Ces symptômes sont très variés : fatigue, malaise post-effort, dyspnée, toux, douleurs thoraciques, palpitations, maux de tête, arthralgie, asthénie, paresthésies, diarrhée, alopécie, éruption cutanée, troubles de l’équilibre et dysfonctionnement de la mémoire ou cognitif…

Prendre en charge ces symptômes avant qu’ils ne s’amplifient peut s’avérer essentiel pour l’évolution de la santé de ces patients.
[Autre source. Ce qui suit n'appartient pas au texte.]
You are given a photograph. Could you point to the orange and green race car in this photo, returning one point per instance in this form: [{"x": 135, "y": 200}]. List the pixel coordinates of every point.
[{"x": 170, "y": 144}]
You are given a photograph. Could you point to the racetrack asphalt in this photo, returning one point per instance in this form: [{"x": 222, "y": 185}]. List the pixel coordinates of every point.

Selon Justin Reese, chercheur en informatique dans le domaine des biosciences au Berkeley Lab, cette nouvelle recherche permettra de mieux comprendre comment et pourquoi certaines personnes développent de longs symptômes COVID et aidera les cliniciens à développer des thérapies sur mesure pour chaque groupe.

Caractériser les sous-types de Covid long

Les chercheurs sont partis du constat que les méthodes informatiques permettant de caractériser les sous-types longs de Covid sur la base d’une analyse phénotypique complète faisaient défaut, tout comme les approches permettant d’évaluer la généralisabilité des grappes résultantes dans différentes cohortes de patients.
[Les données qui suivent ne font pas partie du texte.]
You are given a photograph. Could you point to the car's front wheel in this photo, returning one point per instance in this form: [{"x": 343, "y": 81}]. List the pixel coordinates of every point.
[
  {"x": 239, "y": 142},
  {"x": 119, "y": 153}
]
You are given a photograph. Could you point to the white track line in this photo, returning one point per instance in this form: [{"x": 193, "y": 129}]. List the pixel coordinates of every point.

Pour leur étude, ils ont construit une cohorte de 6469 patients diagnostiqués avec un long Coviden utilisant le code U09.9 à partir des données des dossiers de santé électroniques (DSE) multicentriques disponibles via le National COVID Cohort Collaborative (N3C), un référentiel harmonisé de DSE avec 5 434 528 patients COVID-19 positifs au 10 août 2022.
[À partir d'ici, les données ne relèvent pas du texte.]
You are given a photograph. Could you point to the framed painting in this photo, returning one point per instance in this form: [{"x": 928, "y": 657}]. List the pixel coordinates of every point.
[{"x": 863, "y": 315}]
Leur approche calcule la similitude sémantique entre les patients en transformant les données du DSE en profils phénotypiques à l’aide du HPO (ontologie du phénotype humain).  La méthode identifie des groupes distincts de patients Covid long qui présentent des corrélations très significatives avec des conditions préexistantes et se généralisent dans différents systèmes hospitaliers.

Justin Reese déclare :

“Fondamentalement, nous avons trouvé de longues caractéristiques COVID dans les données du DSE pour chaque patient COVID long, puis évalué la similitude patient-patient en utilisant la similitude sémantique, ce qui permet essentiellement une correspondance floue  entre les caractéristiques – par exemple, “toux ” n’est pas la même chose que  “essoufflement” , mais elles sont similaires car elles impliquent toutes deux des problèmes pulmonaires . Nous comparons tous les symptômes de la paire de patients de cette manière et obtenons un score de la similitude des deux patients COVID longs. Nous pouvons ensuite effectuer un apprentissage automatique non supervisé sur ces scores pour trouver différents sous-types de COVID long”.

Ils ont appliqué l’apprentissage automatique à ces scores de similitude patient-patient pour regrouper les patients en groupes, qui ont ensuite été caractérisés en analysant les relations entre les symptômes et les maladies préexistantes et d’autres caractéristiques démographiques, telles que l’âge, le sexe ou la race.

Limitations de cette approche

Les chercheurs ont utilisé pour cette étude le nouveau code CIM U09.9 pour identifier les patients atteints de Covid long. Or, le nombre de patients étiquetés disponible pour l’analyse était alors faible et peu représentatif de la population américaine. Ainsi, la proportion d’Afro-Américains de l’étude n’était que d’environ 5%

Conclusions de l’étude

Pour les chercheurs, il y a une association significative entre l’appartenance à une grappe et une gamme de conditions préexistantes avec les taux de gravité durant la COVID-19 aiguë. L’une des grappes (laboratoire multisystémique) était associée à des manifestations graves et affichait une mortalité accrue, et d’autres grappes présentaient un enrichissement pour les maladies pulmonaires, neuropsychiatriques, cardiovasculaires, douleur/fatigue, et un profil multisystémique/douleur non associé à une augmentation significative de la mortalité.

Le regroupement phénotypique sémantique pourrait ainsi fournir une base pour assigner les patients à des sous-groupes stratifiés pour des études d’histoire naturelle ou de thérapie.

Référence : 

“Generalisable long COVID subtypes : Findings from the NIH N3C and RECOVER programmes”, EBioMedicine, 21 décembre 2022, https://doi.org/10.1016/j.ebiom.2022.104413

Auteurs :

Justin T. Reese, Hannah Blau, Elena Casiraghi, Timothy Bergquist, Johanna J. Loomba, Tiffany J. Callahan, Bryan Laraway, Corneliu Antonescu, Ben Coleman, Michael Gargano, Kenneth J. Wilkins, Luca Cappelletti, Tommaso Fontana, Nariman Ammar, Peter N. Robinson et al.